Cette équipe de France est jeune, à l’image de Boulogne-Levallois. Est-ce que cela signifie que vous vous attendez à dominer comme en club ?

Je ne dirais pas ça. Il faut d’abord s’adapter à ce niveau sénior. Avant même ma saison à Levallois, je ne me disais pas « il faut que je domine absolument », il fallait apprendre à jouer ensemble. Le premier objectif, c’est de gagner, peu importe la manière. C’est ce que je vais faire avec l’équipe de France, au vu de comment ça se passe avec Boulogne-Levallois. Au-delà des succès individuels, ce sont les victoires collectives qui sont importantes.

Au-delà d’être votre coach en club puis en équipe de France, Vincent Collet cherche sans cesse à vous faire progresser. Est-ce que vous ressentez cette intention ?

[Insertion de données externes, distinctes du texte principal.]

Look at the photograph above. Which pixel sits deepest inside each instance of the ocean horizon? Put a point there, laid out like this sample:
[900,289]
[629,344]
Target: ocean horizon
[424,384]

Vincent est la principale raison pour laquelle je suis venu à Boulogne-Levallois. J’ai beaucoup parlé avec lui en amont et depuis que je suis arrivé, c’est mon meilleur atout. Je savais à quoi m’attendre mais il m’a agréablement surpris au-delà du niveau, de ses connaissances avec son implication et surtout à quel point il est prêt à faire au mieux pour avoir un projet personnalisé et sain.

Quel est votre souvenir le plus marquant concernant l’équipe de France ?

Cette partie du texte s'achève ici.